最初からそういう一定の距離感を持ってやっている運動であれば、そういう事にはならないんじゃないだろうか?と。
まぁ私は中にいて、渦中にいるわけではないですから、こうだと断言は出来ないんですけども、見ていて感じるものはそういうものだと、そういうと政治力学上の問題だというふうに言えることもあるのかもしれない。


★真鍋専務理事

はい、有難うございます。
皆さん、気をつけてください。
1本のメールが人生を大きく変えることもありますので(笑い声)気をつけましょう。

じゃあ、最後の質問ですが、今の拉致被害者救出の運動の一言で言うと、ごたごた状態を解決した、上手くできた。
いろんな意味でですね。
その後の運動の全体像をどのように今描いておられるのか?
具体的には行方不明の上の方に「新たな緩やかなネットワーク」という事を提言されているわけですが、もっと具体的にですね。
このネットワークの運動の進め方と言うもので、どんな戦略を描いておられるでしょうか?

★荒木代表

はい。
我々の活動も含めて全体で一番抜けているのは、社会運動で言うとやっぱり草の根の部分が抜けてしまっているのではないか?と。
特に9.17以降やはり目立つところに皆行くようになってしまったので、地道な活動が、もちろん皆さんがそれぞれやってくださっているんですけども、そこに対する視点が欠けて来ているのではないか?と言う気が、私は致しております。
だからまぁ、そういう意味で言うと集会も出来るだけ細かい集会をやって、今まで来たこともなかった人、あるいは関心がなかった人、場合によっては敵対的だった人に対してもですね。
少しでも説明が出来るような場を作る努力をしていく事が必要ではないか?と。

それから我々調査会という立場で、調査機関と言うことでは我々がもっと努力をしてもっと情報を出して、そして情報をマスコミの方を通じて知って頂くという事によってそれが関心を呼ぶことになる。
そういうものが相乗効果を起こすことだと思います。

それから政府の中と言う意味で言えば、政府のともかく総合的な方針を「変えさせる」と。
「変えてもらう」じゃなくて、「変えさせる」と。
これは私は絶対に必要なことであって、そこが出来ればですね。
おそらく全体が動いてくると思います。
この国の官僚機構はそんなにアホではありませんから、優秀な人はたくさんいるわけでそれが動けばですね。
非常に効果が上がる。

で、今政府がやっている広報活動・啓発活動、それはそれでいいけれども、しかしやはり優先順位から言えば、もっとやらなければいけない事が当然あるはずでございまして、そちらの一般的な啓発活動なんかはですね。
もっと、これは民間がやったって十分出来るわけでありまして、この間戦略情報研究所の講演会で話していただいた稲川さんが作れば十分、それで政府よりいいものが出来るわけでございますから、それで済むんじゃないか?と。

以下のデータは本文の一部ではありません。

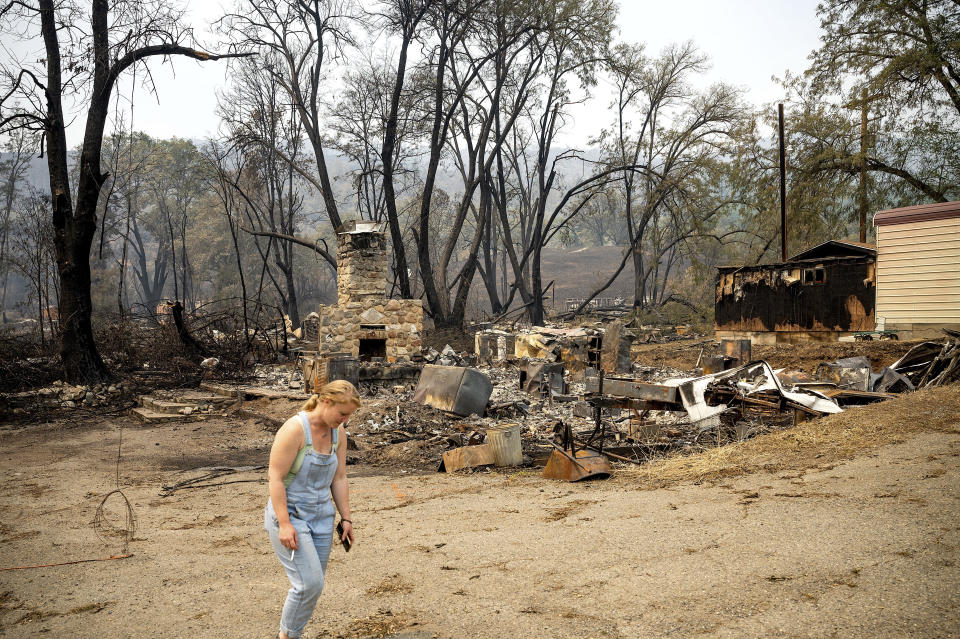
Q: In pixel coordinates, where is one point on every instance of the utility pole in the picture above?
(863, 102)
(783, 188)
(863, 165)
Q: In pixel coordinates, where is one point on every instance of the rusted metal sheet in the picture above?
(738, 349)
(584, 464)
(536, 375)
(464, 391)
(625, 387)
(851, 373)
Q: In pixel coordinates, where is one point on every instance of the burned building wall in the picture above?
(812, 300)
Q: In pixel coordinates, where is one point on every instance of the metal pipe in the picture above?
(783, 188)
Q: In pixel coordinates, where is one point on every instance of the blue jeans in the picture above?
(305, 572)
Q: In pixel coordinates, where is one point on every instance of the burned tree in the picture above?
(83, 63)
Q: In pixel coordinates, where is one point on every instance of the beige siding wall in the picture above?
(918, 273)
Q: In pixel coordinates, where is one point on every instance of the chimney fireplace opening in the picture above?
(371, 348)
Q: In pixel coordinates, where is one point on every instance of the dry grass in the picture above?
(815, 443)
(391, 585)
(381, 624)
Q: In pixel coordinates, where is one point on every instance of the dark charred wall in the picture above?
(837, 295)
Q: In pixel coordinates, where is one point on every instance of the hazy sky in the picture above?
(748, 41)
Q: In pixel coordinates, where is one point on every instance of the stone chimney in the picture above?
(361, 263)
(364, 323)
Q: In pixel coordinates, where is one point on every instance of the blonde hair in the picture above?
(339, 391)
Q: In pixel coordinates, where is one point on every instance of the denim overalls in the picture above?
(312, 514)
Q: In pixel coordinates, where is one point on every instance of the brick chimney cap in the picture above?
(356, 227)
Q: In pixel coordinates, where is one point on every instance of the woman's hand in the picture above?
(288, 536)
(347, 530)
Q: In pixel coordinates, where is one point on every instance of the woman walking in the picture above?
(307, 467)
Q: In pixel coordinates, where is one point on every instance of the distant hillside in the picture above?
(577, 273)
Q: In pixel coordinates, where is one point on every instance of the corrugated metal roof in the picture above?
(919, 213)
(836, 248)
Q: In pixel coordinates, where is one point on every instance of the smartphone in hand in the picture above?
(344, 540)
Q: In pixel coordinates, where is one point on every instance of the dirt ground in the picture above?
(842, 527)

政府はやはり政府じゃなければ出来ない事をやってもらうべきである。
政府でなければ出来ないことと言うのは、一体何か?といえば、やはり国家主権の侵害と言うものに対してですね。
国家の機関が正当に立ち向かうという事でございまして、これは私は第一の視野に入るべきは自衛隊でございます。
拉致問題から第一段階から自衛隊・防衛省というのは、やはり本当に徹底して外されて来ています。
今、何人か入っていますけど、ほとんど脇役の役目しかしておりません。
普通だったら絶対にありえない話でございまして、それをさせるということが必要でございます。
で、私自身も予備役でございますので、そのときは召集をしてもらってですね、働かしてしてもらうと。
まぁこういうのは自作自演という奴でございますけども、やはりそういう事で政府は政府でしか出来ない事を、民間は民間でしか出来ない事を、そして出来るだけ細かい、地に足の着いた事をやっていくと。

それから我々自身がともすれば忘れがちでございますけども、社会運動と言うのは基本的にはですね。
皆がやるときにやるものじゃなくて、やらないときにやるものでございまして、皆がその気になって動く時であれば別に動かなくったっていいんですね。
皆が動かない時に動くものであって、ですからつまり全体から言えば、出来るだけ日の当たっていないところにですね。
日を当てるという努力をする事がやはり必要ではないだろうか?と。
ちょっと抽象的な言い方かもしれませんけども、結局そこに尽きるのではないだろうか?と言うふうに思います。